Organizers of a gay rights rally in Richland on Saturday named their event "GRR," but their message was far from angry.
Tolerance, equality and shared humanity were the themes of the event, which brought together more than 100 members of the Tri-City lesbian, gay, bisexual and transgender community and straight supporters, known as "allies."
In fact, it was a straight ally who came up with the idea for the rally, which had a second nickname: "Jousting for Justice."
Jeffrey Graham, 19, said he had seen pictures of similar events in other cities and thought they looked like fun. So he spread the word on Facebook that he wanted to bring a gay rights rally to the Tri-Cities to show the local gay community that it has a welcoming home in this area.
Never miss a local story.
"Just because I'm straight doesn't mean I can't address an injustice going on," he said of the discrimination gay people can experience.

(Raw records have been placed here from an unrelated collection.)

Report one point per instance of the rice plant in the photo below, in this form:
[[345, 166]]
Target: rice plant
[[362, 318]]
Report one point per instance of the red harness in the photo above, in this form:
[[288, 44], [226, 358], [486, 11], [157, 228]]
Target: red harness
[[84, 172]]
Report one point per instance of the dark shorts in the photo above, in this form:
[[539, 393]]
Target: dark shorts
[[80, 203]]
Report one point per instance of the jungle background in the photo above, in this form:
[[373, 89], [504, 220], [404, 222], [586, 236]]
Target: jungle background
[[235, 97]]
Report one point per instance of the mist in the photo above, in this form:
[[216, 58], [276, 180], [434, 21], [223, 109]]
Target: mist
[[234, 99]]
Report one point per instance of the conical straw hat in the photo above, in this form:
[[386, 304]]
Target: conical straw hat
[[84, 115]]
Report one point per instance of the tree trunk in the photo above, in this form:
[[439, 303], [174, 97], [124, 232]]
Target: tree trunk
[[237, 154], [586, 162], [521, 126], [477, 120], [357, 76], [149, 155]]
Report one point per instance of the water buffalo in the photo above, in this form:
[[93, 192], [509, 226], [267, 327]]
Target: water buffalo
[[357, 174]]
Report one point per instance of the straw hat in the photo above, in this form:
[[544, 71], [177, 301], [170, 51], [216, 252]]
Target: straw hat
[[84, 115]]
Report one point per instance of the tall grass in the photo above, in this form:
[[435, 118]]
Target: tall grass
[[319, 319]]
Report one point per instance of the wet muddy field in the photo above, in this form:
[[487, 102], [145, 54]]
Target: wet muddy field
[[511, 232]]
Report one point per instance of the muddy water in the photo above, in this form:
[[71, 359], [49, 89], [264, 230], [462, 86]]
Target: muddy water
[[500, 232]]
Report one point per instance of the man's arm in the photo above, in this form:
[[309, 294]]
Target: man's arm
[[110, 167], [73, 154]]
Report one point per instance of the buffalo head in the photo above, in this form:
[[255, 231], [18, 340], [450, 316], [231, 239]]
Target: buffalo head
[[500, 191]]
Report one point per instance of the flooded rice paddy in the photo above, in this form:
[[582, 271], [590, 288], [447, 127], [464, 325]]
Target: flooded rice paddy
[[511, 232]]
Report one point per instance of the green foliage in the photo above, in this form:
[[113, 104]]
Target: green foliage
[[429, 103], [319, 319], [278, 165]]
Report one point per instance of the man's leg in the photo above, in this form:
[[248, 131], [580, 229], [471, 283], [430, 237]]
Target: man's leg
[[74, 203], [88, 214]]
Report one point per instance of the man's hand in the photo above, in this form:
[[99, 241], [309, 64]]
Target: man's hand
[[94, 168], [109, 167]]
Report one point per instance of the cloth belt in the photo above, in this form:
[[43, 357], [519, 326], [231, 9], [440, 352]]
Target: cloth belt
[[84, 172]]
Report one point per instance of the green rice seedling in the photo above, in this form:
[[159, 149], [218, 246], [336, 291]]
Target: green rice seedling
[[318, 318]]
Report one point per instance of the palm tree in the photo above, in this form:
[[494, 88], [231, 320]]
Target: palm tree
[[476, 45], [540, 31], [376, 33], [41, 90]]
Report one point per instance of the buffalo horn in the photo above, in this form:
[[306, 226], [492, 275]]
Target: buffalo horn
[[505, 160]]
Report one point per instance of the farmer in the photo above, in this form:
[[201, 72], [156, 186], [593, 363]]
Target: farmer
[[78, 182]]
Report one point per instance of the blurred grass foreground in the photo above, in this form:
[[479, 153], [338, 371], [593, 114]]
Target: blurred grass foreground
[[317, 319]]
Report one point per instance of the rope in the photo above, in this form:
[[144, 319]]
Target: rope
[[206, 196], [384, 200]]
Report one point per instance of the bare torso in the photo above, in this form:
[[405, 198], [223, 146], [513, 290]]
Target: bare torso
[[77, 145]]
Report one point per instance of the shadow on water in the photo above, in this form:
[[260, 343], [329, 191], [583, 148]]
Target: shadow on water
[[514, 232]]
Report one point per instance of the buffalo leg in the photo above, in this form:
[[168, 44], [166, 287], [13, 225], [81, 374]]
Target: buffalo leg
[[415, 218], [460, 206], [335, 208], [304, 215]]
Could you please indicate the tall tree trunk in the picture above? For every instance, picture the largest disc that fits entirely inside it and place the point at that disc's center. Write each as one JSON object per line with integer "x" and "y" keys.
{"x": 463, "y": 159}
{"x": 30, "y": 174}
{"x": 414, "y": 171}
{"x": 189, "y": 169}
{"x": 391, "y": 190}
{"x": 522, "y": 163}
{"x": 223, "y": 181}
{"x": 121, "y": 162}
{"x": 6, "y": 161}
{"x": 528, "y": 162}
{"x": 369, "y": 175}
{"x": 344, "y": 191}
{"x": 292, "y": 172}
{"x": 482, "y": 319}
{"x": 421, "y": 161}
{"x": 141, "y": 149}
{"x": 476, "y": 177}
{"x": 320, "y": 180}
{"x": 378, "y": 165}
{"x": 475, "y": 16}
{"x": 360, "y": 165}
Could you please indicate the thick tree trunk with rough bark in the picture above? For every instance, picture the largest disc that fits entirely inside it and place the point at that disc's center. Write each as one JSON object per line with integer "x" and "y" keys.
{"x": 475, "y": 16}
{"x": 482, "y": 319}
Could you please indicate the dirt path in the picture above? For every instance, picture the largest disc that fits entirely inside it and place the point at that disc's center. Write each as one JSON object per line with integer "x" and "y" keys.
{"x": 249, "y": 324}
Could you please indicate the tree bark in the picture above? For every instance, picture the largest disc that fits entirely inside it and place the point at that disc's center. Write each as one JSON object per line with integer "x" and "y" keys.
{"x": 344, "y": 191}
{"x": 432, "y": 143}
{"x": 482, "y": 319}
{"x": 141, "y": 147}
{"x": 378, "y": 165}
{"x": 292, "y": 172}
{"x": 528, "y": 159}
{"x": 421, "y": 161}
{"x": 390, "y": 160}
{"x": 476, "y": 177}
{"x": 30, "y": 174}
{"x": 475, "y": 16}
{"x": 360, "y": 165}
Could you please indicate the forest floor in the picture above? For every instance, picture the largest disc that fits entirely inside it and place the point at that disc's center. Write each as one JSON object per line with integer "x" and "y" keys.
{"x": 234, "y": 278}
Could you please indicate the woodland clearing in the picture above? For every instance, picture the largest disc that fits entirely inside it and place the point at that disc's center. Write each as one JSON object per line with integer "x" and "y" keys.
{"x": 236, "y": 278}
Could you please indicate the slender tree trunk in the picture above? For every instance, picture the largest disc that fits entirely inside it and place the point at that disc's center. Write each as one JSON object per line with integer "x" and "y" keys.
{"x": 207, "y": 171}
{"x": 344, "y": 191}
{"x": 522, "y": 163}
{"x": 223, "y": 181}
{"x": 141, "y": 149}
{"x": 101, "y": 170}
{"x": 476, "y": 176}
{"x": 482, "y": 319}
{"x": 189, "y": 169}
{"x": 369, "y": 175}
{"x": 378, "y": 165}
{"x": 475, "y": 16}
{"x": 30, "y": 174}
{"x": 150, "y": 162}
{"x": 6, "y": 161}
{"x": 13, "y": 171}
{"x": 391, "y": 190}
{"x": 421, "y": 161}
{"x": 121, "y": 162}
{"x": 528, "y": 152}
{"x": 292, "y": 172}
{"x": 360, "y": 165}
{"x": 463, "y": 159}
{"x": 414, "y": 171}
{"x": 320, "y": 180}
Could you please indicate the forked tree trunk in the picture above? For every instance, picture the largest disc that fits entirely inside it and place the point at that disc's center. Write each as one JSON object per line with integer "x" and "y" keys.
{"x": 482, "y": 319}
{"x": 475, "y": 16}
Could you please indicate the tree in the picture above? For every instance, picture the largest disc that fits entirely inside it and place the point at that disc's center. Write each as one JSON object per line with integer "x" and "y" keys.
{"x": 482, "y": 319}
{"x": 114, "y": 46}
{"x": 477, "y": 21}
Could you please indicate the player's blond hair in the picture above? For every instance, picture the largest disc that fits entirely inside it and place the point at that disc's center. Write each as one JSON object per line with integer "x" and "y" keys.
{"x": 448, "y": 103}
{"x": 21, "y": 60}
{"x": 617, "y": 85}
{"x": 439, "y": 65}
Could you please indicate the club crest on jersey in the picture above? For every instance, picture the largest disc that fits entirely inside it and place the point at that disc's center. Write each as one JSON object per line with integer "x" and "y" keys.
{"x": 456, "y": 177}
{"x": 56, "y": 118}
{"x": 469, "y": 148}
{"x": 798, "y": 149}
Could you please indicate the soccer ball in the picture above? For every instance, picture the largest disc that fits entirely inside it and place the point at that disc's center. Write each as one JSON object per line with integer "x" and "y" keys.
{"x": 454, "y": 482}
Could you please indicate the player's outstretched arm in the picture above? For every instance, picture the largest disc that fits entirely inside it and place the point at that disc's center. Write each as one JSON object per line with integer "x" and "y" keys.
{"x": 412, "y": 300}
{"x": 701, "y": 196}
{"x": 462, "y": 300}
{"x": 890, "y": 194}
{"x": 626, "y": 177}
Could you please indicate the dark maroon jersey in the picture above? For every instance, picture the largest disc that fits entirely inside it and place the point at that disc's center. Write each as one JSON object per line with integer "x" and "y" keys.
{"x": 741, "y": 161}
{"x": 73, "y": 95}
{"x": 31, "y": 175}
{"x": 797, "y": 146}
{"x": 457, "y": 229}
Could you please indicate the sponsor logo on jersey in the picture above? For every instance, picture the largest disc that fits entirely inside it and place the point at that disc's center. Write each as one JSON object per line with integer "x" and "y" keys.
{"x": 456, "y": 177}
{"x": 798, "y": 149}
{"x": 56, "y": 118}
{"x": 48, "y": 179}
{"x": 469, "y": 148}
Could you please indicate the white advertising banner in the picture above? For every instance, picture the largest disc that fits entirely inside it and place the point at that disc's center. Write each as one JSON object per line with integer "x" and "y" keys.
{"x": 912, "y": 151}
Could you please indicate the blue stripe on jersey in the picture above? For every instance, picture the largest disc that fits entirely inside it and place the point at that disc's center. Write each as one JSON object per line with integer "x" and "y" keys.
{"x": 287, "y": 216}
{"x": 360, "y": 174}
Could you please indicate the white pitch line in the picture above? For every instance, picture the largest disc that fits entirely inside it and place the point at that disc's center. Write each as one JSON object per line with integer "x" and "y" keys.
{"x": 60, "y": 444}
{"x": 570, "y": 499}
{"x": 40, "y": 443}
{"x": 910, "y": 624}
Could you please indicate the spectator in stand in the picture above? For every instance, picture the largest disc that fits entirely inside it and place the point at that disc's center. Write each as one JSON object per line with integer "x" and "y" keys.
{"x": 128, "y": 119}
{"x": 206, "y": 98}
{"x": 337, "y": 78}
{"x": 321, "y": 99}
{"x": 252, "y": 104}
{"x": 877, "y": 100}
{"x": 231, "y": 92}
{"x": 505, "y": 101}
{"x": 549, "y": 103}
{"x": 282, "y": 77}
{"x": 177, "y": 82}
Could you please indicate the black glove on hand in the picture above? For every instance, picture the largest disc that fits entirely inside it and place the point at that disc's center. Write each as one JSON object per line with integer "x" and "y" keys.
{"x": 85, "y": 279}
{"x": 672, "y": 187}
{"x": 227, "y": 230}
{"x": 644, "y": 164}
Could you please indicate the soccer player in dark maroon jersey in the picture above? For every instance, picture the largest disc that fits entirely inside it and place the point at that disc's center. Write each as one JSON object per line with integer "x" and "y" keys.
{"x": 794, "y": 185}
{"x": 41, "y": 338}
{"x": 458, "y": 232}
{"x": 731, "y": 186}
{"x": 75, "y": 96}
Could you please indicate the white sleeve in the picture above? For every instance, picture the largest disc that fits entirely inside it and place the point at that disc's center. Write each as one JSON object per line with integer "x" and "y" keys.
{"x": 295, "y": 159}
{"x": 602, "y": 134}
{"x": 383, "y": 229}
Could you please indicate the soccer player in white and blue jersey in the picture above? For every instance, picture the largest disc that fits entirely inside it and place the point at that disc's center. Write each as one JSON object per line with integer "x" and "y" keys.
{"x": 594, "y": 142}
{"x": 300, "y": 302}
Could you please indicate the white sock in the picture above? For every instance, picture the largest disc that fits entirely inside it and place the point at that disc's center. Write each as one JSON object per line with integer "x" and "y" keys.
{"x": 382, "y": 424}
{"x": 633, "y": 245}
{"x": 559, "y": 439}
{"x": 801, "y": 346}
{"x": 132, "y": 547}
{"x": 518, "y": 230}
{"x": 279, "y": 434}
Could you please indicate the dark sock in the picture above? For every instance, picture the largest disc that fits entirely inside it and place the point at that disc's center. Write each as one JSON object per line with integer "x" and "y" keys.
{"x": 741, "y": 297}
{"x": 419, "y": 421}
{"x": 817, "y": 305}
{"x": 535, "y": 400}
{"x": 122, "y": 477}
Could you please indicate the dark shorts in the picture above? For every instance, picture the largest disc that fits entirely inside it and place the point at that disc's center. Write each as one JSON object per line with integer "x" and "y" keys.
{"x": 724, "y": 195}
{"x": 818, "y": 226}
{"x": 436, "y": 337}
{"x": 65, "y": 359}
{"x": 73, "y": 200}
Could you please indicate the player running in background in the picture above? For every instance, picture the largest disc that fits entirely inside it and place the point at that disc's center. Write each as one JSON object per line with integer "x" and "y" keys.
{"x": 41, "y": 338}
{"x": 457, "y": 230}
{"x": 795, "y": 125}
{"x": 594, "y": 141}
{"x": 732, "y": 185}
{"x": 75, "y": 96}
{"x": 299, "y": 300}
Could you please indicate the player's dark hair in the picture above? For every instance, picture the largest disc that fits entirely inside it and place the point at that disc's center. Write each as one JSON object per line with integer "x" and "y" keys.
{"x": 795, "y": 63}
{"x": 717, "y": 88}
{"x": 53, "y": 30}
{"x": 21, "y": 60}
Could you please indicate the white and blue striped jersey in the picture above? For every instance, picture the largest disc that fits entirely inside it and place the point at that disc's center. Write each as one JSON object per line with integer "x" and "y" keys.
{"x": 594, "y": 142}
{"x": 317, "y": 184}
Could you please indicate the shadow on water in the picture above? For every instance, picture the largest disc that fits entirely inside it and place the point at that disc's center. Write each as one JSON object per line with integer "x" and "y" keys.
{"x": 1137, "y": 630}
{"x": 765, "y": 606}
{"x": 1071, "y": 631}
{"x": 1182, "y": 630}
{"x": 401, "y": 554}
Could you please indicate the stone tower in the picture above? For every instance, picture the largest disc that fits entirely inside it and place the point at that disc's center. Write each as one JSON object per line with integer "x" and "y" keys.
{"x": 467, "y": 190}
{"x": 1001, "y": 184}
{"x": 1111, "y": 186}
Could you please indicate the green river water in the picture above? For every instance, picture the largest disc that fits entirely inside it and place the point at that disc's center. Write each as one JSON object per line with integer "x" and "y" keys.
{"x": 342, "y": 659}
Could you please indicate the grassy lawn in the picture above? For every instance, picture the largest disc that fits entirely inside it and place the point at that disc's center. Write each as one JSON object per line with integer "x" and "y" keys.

Alonso Ponce, one of the Kennewick High School students who started a Gay Straight Alliance at the school, said Eastern Washington has a reputation for being conservative and intolerant of gay people, but that is a reputation that can and should be changed.
And the rally was a step toward that, he said.
"The fact there's a gay rally in the Tri-Cities says a lot," Ponce told the Herald. "People feel more accepted in a place where we have a gay rights rally."
Alex Emig, who is transgender, said as someone who grew up a social outcast because of the way he expressed his gender when he was female, the sense of community created by an event like Saturday's rally is crucial.
"It's important that we as a community get together to let people know who aren't out of the closet yet that there is support for them," Emig said. "We do have a community here in the Tri-Cities."
Emig said he especially was pleased to see a lot of young people in the crowd.
"It gives me hope for the next generation -- that the next generation doesn't have to deal with some of the stuff I had to deal with," he said.
Keri Lobdell, co-chair of the local chapter of Parents, Families & Friends of Lesbians & Gays, or PFLAG, agreed that the rally was an important way to show gays and lesbians living in the Tri-Cities -- especially teens -- that they are not alone.
"I would like for the youth in the community to take away that there are people who support and love them," Lobdell said. "It's good for our community to see how many people are here also."